[Buddha-l] Ethical Dilemmas

Erik Hoogcarspel jehms at xs4all.nl
Fri Jun 11 15:43:26 MDT 2010


Dan,
Op 11-06-10 13:57, Dan Lusthaus schreef:
> Prescriptive, yes -- and hence prescribing for future actions, to be
> considered PRIOR to taking action. But a priori? Not necessarily. For
> instance a legal code makes prescriptive rules: You ought to stop at a red
> light. This is prescriptive, but not an a priori.
>    
This is nonsense, sorry I'm not going to explain a priori to you, do 
your homework.
>    
>> I think it is and I have some company, f.i. G.E. Moore
>>      
> If you are not uncomfortable being in G.E. Moore's company, so be it.
> Moore's realism was truly naive.
>    
I meant ethical realism, not ontological.
> To say that different situations are different is not automatically
> relativism.
No, read again.
>>> you don't allow just anyone to represent Holland on
>>> the football team at the World Cup
>>> http://www.nytimes.com/2010/06/06/magazine/06Soccer-t.html?ref=magazine
>>>        
>> Believe me I would, I was just about to ask Richard.
>>      
> If you need surgery, would you invite Richard to do that as well, or would
> you prefer a trained surgeon?
>    
Certainly, why?
> That is the justice
>> department. History is not just,
>>      
> But we are talking about ethics, not history (nor Joy's Mother Nature -- you
> folks certainly do worship at a variety of pujas).
>    
You were talking about history as an argument for your position on ethics.
>    
>> Should we help the poor and victims of
>> suppression?
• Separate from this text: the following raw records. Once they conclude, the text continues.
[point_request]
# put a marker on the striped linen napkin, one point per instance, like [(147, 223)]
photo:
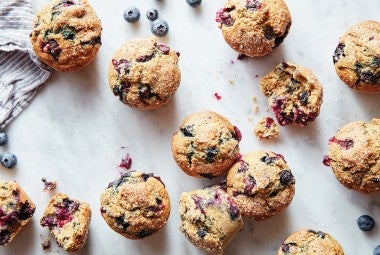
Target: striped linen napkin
[(21, 73)]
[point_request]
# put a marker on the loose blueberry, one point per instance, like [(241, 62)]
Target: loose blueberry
[(210, 154), (237, 134), (126, 162), (365, 223), (45, 245), (159, 27), (121, 223), (304, 97), (233, 210), (320, 234), (326, 160), (376, 251), (3, 139), (8, 160), (152, 14), (131, 14), (194, 3), (286, 178), (188, 131)]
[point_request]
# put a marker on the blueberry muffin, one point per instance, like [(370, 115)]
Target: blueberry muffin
[(294, 94), (254, 27), (206, 144), (209, 218), (310, 242), (357, 57), (261, 184), (144, 74), (16, 210), (66, 34), (136, 205), (68, 221), (354, 156), (266, 128)]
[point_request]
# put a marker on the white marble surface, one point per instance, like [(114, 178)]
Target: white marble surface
[(74, 130)]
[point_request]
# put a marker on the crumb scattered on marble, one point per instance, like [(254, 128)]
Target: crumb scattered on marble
[(126, 162), (49, 185), (266, 128), (217, 96), (45, 245)]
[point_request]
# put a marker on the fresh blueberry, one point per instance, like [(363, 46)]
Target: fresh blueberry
[(131, 14), (159, 27), (194, 3), (152, 14), (376, 251), (8, 160), (366, 223), (3, 139)]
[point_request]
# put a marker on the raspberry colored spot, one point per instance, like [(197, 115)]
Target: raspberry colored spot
[(326, 160), (223, 16), (242, 56), (237, 135), (51, 47), (238, 157), (217, 96), (5, 235), (49, 186), (162, 47), (66, 3), (346, 143), (126, 162), (25, 212), (253, 5), (268, 122)]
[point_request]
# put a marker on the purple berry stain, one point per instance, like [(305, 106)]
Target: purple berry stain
[(126, 162), (237, 134), (253, 5), (268, 122), (326, 160), (346, 143)]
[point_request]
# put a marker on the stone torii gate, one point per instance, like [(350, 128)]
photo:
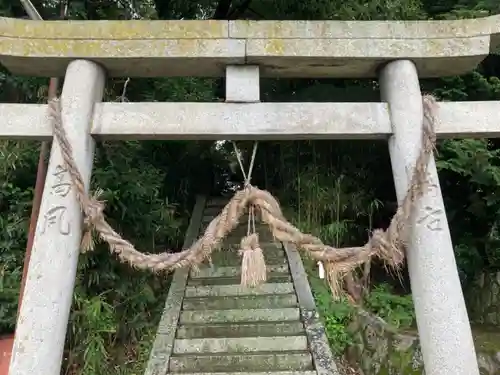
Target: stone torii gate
[(398, 53)]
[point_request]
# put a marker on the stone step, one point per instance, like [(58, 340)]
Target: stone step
[(262, 329), (218, 271), (238, 290), (240, 344), (231, 257), (216, 202), (253, 373), (239, 316), (271, 278), (234, 363), (270, 301)]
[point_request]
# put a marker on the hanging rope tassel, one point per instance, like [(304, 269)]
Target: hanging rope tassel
[(253, 265)]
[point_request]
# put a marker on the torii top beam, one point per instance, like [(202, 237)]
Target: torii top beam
[(204, 48)]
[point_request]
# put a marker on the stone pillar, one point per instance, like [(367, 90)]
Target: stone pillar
[(443, 324), (43, 319)]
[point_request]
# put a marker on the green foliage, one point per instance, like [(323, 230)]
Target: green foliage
[(394, 309), (339, 191)]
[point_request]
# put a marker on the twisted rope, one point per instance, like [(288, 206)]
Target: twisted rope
[(388, 245)]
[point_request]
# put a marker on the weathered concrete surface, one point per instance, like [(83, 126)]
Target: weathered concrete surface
[(256, 121), (43, 318), (443, 324), (284, 49), (220, 326)]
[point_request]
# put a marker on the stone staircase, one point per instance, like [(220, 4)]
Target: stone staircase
[(212, 325)]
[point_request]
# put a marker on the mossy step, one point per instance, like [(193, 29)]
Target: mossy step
[(240, 344), (238, 290), (231, 257), (271, 278), (262, 329), (270, 301), (239, 316), (254, 373), (218, 271), (216, 202), (234, 363)]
Of course. I should do it right now, but 'ought' implies
>> 'can'. I cannot remove the Burmese gunta, that's why they're still there.
>>      
> If you want to undermine them, you could work toward that end. You don't
> know how effective you might be until you make the effort.
>    
Parole parole parole...
> Nor for decisions about cookies. Is it justified to kill a terrorist?
>> According to utilism it is OK, according to Kant or Habermas it is not.
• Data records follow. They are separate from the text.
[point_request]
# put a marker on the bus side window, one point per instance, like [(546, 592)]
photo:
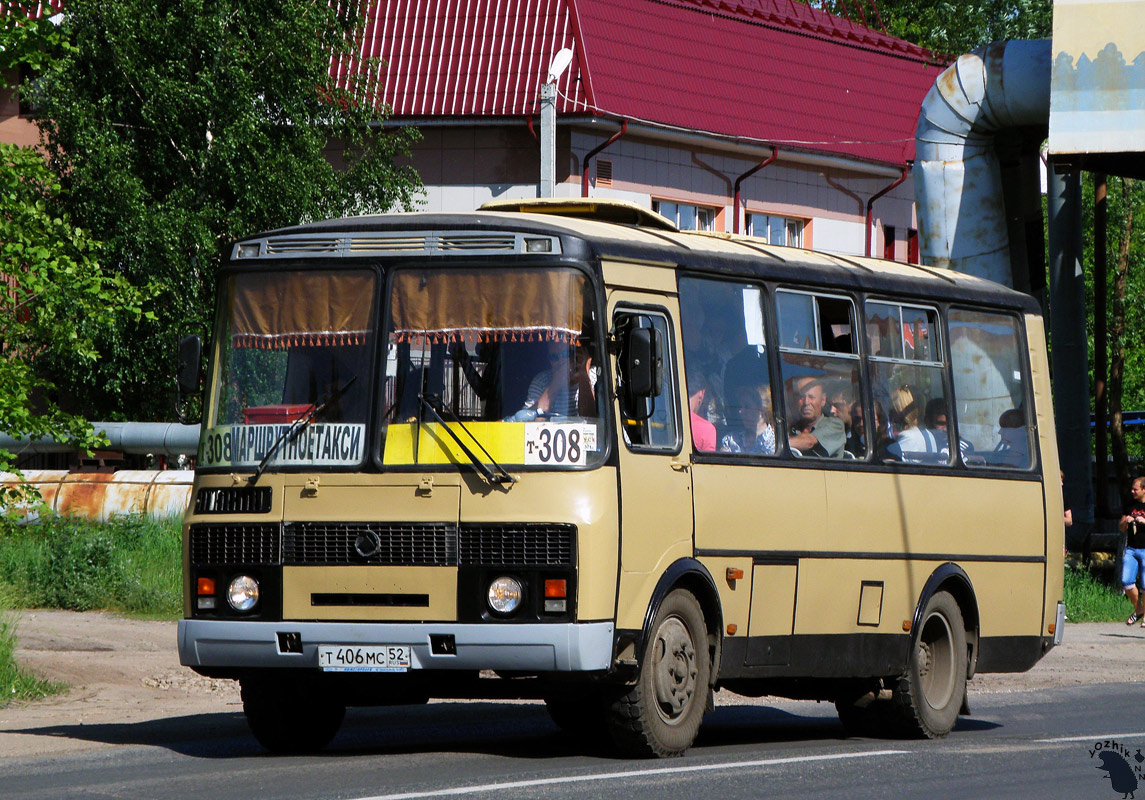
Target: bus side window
[(908, 375), (821, 375), (725, 363), (661, 429), (989, 394)]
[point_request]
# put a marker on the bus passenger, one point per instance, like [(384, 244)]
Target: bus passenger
[(857, 441), (841, 405), (1012, 449), (814, 434), (937, 420), (566, 388), (911, 443), (755, 434), (703, 432)]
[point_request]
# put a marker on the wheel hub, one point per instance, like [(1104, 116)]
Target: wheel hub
[(673, 668)]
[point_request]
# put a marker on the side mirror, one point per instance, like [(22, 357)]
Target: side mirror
[(188, 374), (641, 366), (190, 354)]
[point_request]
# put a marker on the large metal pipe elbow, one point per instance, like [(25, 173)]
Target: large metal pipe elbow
[(957, 179)]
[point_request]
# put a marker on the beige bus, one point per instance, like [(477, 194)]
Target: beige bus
[(560, 450)]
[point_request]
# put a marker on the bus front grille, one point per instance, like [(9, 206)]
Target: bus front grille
[(516, 545), (224, 544), (412, 544), (233, 500)]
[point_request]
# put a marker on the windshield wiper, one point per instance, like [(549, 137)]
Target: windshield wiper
[(502, 474), (298, 426)]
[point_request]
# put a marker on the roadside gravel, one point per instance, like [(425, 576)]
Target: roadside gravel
[(125, 671)]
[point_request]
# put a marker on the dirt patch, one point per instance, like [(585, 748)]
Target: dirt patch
[(125, 671)]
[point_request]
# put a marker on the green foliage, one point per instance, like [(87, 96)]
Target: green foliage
[(181, 125), (52, 278), (16, 683), (1090, 597), (950, 28), (132, 564)]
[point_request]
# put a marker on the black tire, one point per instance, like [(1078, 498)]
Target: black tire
[(660, 715), (289, 718), (928, 697)]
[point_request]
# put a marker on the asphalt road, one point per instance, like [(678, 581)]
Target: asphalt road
[(1029, 744)]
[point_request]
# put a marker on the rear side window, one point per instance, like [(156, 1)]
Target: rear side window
[(989, 389), (908, 383)]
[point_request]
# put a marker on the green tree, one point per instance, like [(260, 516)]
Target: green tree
[(182, 124), (49, 277), (949, 28)]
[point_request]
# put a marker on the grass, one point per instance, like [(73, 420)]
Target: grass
[(1094, 595), (129, 564)]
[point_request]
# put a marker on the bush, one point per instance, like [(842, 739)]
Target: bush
[(131, 564), (1092, 595)]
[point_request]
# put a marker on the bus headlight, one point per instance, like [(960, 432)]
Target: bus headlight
[(505, 594), (243, 593)]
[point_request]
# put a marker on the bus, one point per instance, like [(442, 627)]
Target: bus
[(560, 450)]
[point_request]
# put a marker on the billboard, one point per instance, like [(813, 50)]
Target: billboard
[(1097, 89)]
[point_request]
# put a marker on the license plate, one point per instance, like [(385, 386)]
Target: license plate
[(374, 658)]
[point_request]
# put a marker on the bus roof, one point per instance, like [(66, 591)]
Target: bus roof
[(609, 229)]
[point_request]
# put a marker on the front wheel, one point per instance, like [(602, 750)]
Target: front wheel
[(660, 715), (931, 691), (290, 717)]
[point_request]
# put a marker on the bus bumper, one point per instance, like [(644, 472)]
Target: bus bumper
[(584, 647)]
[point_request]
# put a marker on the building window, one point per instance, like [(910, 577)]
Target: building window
[(686, 216), (774, 230), (603, 173)]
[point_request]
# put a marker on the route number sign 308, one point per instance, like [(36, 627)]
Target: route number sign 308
[(559, 443)]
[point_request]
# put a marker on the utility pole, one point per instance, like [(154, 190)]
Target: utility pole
[(561, 61)]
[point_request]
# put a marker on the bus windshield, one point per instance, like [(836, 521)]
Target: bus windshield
[(293, 345), (507, 359)]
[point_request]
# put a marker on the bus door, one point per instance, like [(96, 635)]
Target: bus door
[(655, 484)]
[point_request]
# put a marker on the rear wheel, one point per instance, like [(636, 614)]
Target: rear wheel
[(660, 715), (290, 717), (930, 694)]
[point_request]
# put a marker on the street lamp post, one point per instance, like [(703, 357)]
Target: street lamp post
[(560, 63)]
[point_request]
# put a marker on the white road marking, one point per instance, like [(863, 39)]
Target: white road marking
[(636, 773), (1092, 737)]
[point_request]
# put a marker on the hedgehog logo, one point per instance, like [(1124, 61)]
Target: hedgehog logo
[(1119, 773), (1121, 766)]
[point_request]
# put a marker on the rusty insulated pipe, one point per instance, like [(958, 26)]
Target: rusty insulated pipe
[(870, 204), (735, 207), (591, 153), (957, 177)]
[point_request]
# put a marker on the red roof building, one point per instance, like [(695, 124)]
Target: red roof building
[(702, 90)]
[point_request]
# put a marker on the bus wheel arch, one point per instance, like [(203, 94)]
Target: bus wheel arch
[(954, 580), (931, 691), (689, 575), (660, 714)]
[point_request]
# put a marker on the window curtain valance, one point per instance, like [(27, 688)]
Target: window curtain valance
[(276, 310), (437, 307)]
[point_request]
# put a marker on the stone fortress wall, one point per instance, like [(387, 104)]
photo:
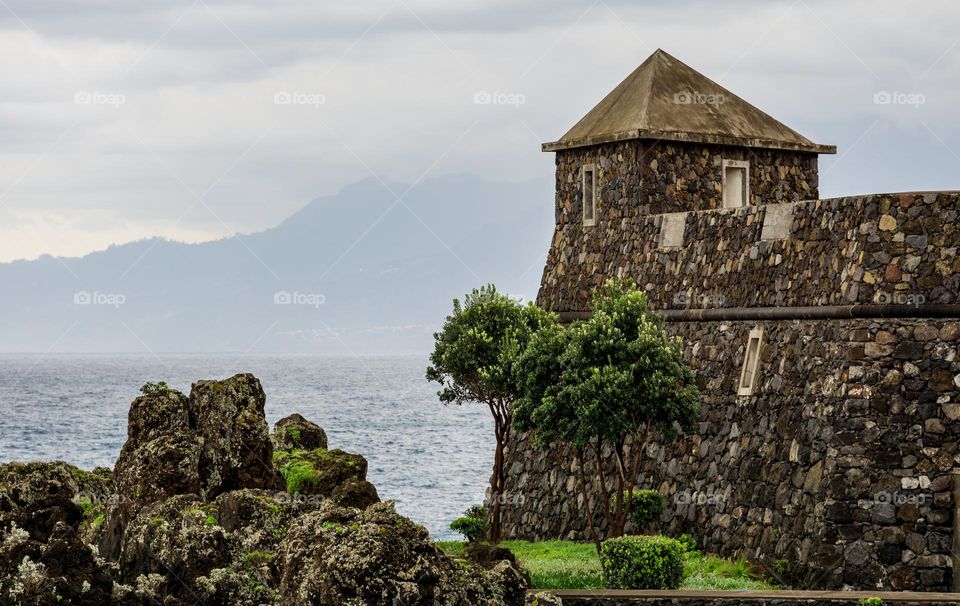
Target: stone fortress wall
[(839, 470), (672, 176), (877, 249)]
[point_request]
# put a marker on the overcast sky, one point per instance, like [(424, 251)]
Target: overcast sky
[(127, 119)]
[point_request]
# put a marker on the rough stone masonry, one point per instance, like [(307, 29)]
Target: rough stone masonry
[(838, 470)]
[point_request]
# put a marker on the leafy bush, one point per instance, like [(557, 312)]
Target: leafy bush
[(647, 506), (642, 562), (472, 525), (474, 360), (155, 389), (598, 383)]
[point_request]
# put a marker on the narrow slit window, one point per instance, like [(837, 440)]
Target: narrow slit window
[(736, 183), (589, 195), (751, 361)]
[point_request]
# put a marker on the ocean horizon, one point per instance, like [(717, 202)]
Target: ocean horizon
[(434, 460)]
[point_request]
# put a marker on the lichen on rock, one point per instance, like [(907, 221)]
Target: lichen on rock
[(197, 510)]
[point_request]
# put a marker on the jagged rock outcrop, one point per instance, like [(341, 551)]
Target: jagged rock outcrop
[(295, 432), (336, 474), (338, 555), (43, 559), (200, 509)]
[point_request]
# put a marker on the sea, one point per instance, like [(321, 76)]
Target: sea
[(433, 460)]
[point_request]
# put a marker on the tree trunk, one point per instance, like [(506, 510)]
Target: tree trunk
[(501, 427), (496, 488), (586, 501)]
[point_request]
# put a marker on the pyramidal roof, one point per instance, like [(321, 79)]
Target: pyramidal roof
[(665, 99)]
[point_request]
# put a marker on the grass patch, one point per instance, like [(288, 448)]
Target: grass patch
[(711, 572), (569, 565)]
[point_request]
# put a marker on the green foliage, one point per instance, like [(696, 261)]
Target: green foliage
[(569, 565), (709, 572), (642, 562), (472, 525), (299, 474), (607, 377), (601, 382), (475, 352), (155, 389)]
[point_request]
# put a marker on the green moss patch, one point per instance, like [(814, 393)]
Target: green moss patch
[(569, 565)]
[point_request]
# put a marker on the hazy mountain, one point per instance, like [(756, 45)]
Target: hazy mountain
[(359, 271)]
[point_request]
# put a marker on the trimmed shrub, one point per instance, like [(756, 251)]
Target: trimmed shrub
[(642, 562), (472, 525)]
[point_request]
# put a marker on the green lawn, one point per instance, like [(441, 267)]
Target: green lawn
[(568, 565)]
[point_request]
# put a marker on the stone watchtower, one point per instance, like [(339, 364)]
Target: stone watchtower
[(824, 334)]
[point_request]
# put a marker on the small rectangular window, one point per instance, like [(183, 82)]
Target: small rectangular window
[(736, 183), (589, 195), (751, 361)]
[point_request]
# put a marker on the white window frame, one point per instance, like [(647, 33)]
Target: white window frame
[(745, 387), (745, 165), (592, 170)]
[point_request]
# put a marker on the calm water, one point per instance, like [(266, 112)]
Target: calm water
[(433, 460)]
>> I tend to agree with Kant,
>>      
> This is a luxury bred by a certain isolation from reality -- where food is
> pre-killed and attractively packaged waiting at the local store, jack
> nickelsons are handling the truth, and we think the bad stuff is happening
> to "them" over there, not here. After centuries of inter-European wars, two
> world wars, massive genocides of the 20th century (Hitler, Stalin, etc.),
> Europe's sudden enlightened pacifism is an ephemeral bubble already
> obsolete, an understandable historical anomaly largely a consequence of
> European recognition that the sun does finally set on the British Empire and
> the the days of Imperialism are over.
>    
You sound like you joined to many Tea-parties lately. VS gooooood, 
Europe baaaaad! I wish the world was that easy, but then again I 
wouldn't have much to do as a philosopher.

Now I have to go and shoot a moose for breakfast.